心筋梗塞の発作を起こした人の約3分の1は、胸痛の無い人がいます。
このような患者は、女性、有色人種、75歳以上の人、心不全や糖尿病のある人、脳卒中を起こしたことのある人に多くみられます。

 

原因

心筋梗塞の主な原因は動脈硬化です。
動脈硬化は加齢とともに起こりますが、偏った食生活や運動不足などが長い間続くと、血管内に「アテローム」という もろい粥状の物質が沈着しやすくなり、血管の内腔を狭くしたり、動脈硬化を促進します。
また、動脈硬化が進むと、アテロームの表面を覆っている膜が破れ、そこに血液成分が固まり、血栓を形成します。 この血栓が大きくなり、心臓の血管を完全に塞ぐと、心筋梗塞が起こります。

動脈硬化を促進する危険因子には、心臓に余計な負担をかける「高血圧」、 血液中の余分な脂質が変性してアテロームの形成につながる「高脂血症」、 細い動脈の動脈硬化を促進したり、血液が詰まりやすくなる「糖尿病」のほか、肥満や運動不足、腎不全などがあります。

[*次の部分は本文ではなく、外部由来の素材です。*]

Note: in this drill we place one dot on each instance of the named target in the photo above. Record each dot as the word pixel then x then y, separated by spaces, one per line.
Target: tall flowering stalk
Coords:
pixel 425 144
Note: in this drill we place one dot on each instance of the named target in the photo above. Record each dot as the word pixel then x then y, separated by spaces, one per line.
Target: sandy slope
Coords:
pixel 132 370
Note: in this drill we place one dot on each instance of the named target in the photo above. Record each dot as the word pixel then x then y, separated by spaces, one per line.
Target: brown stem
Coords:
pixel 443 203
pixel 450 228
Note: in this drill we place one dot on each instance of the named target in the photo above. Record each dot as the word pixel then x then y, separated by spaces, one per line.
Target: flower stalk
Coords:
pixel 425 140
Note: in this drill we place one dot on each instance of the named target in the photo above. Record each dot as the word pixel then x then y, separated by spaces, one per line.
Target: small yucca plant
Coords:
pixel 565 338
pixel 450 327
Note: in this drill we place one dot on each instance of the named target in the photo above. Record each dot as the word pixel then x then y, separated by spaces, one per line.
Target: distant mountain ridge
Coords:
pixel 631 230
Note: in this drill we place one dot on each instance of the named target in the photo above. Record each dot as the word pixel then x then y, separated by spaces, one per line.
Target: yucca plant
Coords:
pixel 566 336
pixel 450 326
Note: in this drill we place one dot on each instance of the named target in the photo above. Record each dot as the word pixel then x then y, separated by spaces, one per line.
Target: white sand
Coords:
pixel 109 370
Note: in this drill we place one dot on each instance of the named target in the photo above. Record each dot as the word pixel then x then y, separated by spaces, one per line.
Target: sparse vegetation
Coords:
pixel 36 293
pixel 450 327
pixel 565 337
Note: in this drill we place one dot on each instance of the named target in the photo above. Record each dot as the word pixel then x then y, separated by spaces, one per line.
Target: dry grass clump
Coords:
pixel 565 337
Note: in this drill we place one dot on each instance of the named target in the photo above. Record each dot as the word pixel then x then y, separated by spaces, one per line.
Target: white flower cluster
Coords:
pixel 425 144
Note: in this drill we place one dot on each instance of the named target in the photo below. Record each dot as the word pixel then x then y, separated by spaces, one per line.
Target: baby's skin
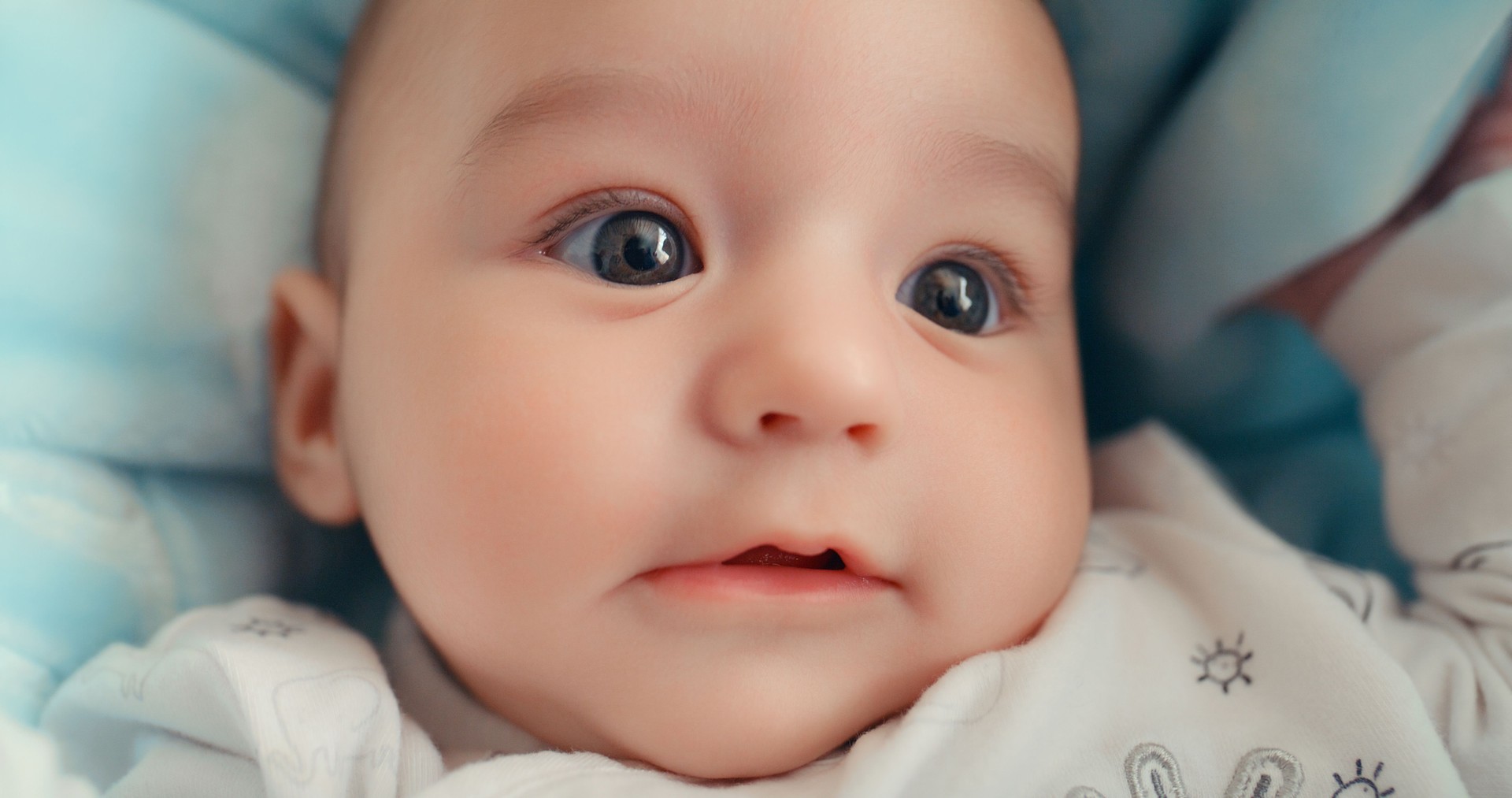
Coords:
pixel 703 372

また、男性は女性よりもリスクが高く、さらに、加齢とともにリスクが高くなります。 生まれつきコレステロール値が高い人や、動脈硬化が進みやすい遺伝子をもつ人もいます。 その他、狭心症発作の経験のある人、糖尿病、痛風などの病気を持っている人に起こりやすい。

 

対策

高血圧や糖尿病になると、血管壁が傷つくため、動脈硬化を引き起こしやすくります。
生活習慣や食習慣を見直し、肥満を防ぎ、規則正しい生活を送ることが大切です。
規則正しい食習慣は、肥満の予防につながり、食事を抜くと、つい食べ過ぎてしまうだけでなく、 体が活動に必要なエネルギーをできるだけ蓄積しようとするので、結果として太りやすくなります。
塩分をとり過ぎると、高血圧を招き、肉や卵などのコレステロールの多い食生活は動脈硬化を招きます。 塩分を控えるとともに、コレステロールの吸収を妨げ、蓄積を防ぐ野菜や海藻類など、繊維質の多い食品をとるようにしましょう。

急激な運動は心臓に負担がかかるため危険ですが、適度な運動を行うと、 「血圧が下がる、高脂血症や動脈硬化を防ぐ、ストレス解消になる」などの効果があります。